Yes, I just received my 3rd order from 613 Originals, I started my business a couple months ago and My customers have been very pleased with the Transfers. They seem to have a very clear graphics & the ink isn't anything like that heavy rubbery feel you so often see. Since my customers keep coming back for more work & I have had a lot of word of mouth referrals because of the quality, I think I will keep 613 Originals as my go to place for my screen print transfers. I have heard a lot of horror stories of other companies messing up orders & prints. This is my only profession, I can't afford to have bad quality prints. Anna N.Y.


----------



## 613OriginalsRick

Annany said:


> Yes, I just received my 3rd order from 613 Originals, I started my business a couple months ago and My customers have been very pleased with the Transfers. They seem to have a very clear graphics & the ink isn't anything like that heavy rubbery feel you so often see. Since my customers keep coming back for more work & I have had a lot of word of mouth referrals because of the quality, I think I will keep 613 Originals as my go to place for my screen print transfers. I have heard a lot of horror stories of other companies messing up orders & prints. This is my only profession, I can't afford to have bad quality prints. Anna N.Y.

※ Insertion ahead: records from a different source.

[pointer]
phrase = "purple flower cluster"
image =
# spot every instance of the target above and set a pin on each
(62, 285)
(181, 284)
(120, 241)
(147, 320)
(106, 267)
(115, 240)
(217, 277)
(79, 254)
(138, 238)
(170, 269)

This is great to hear. Thank you for using us and for trusting us with your business!


----------



## Annany

sslover85 said:


> Any Updates on how they hold up??


Hello! I have used 613 Originals on 3 different occasions so far, and I am in the process of sending them my 4th order.
I am new to the tee shirt scene & I have spoken with their customer service twice. They seem very knowledgeable and are very helpful & courteous. 
The 1st order that I sent over to them was on a Wednesday, I needed it by Friday. I was very nervous because this was my first order Ever,,,lol. They walked me through my order process & I received my order on time and the workmanship was excellent. I have used them 3 times so far & I have now established a good working relationship with Rick & Gail in customer service.


----------



## 613OriginalsRick

We appreciate your business and will pass the news on to Gail!


----------



## Arkelis

Im trying to get Reyes the Entrepreneur to do a online review of your product on YouTube.I loved my samples and will be ordering very soon.


----------



## huey642

hey there ....just found about 613 now (feb 2019). soooo excited back in NJ!
how did you make out with DTG?
i've been on the fence for a while.


----------



## olinecoach1

Just sent my 3rd order to 613Originals. To say I'm "pleased" with them is an understatement. Great customer service - answer questions on phone, email and online chat. Always willing to help a newbie like myself.

Have only ordered the Varsity one color so far (current order is a full color...anxious...!!) My current customers are all high school male athletes - they wear the printed shirts to practices, etc. Screens show no sign of wear or tear and guys are really pleased. 

Great work 613 - you will continue to get my business!


----------



## 613OriginalsRick

Thank you so much for the praise! Love hearing feedback!

We will do our best to keep that business too!


----------



## Muckdog

Started out using 613 Originals. Colors and print looked great. Print was a little stiff for my liking, but I have to use the Varsity formula because I do a lot of poly product.

613 Originals had a delivery problem that cost me some money and they didn't do much to help, so I thought I would give FM Expressions a try. I didn't trust them so I had 613 and FM print the same exact same art. 613 print was perfect. Color was good and detail was great. Print was still very stiff. FM Expressions print is softer, but color was way way off. They did agree to print it again and color was much better. I just like the feel of their transfer better, but.....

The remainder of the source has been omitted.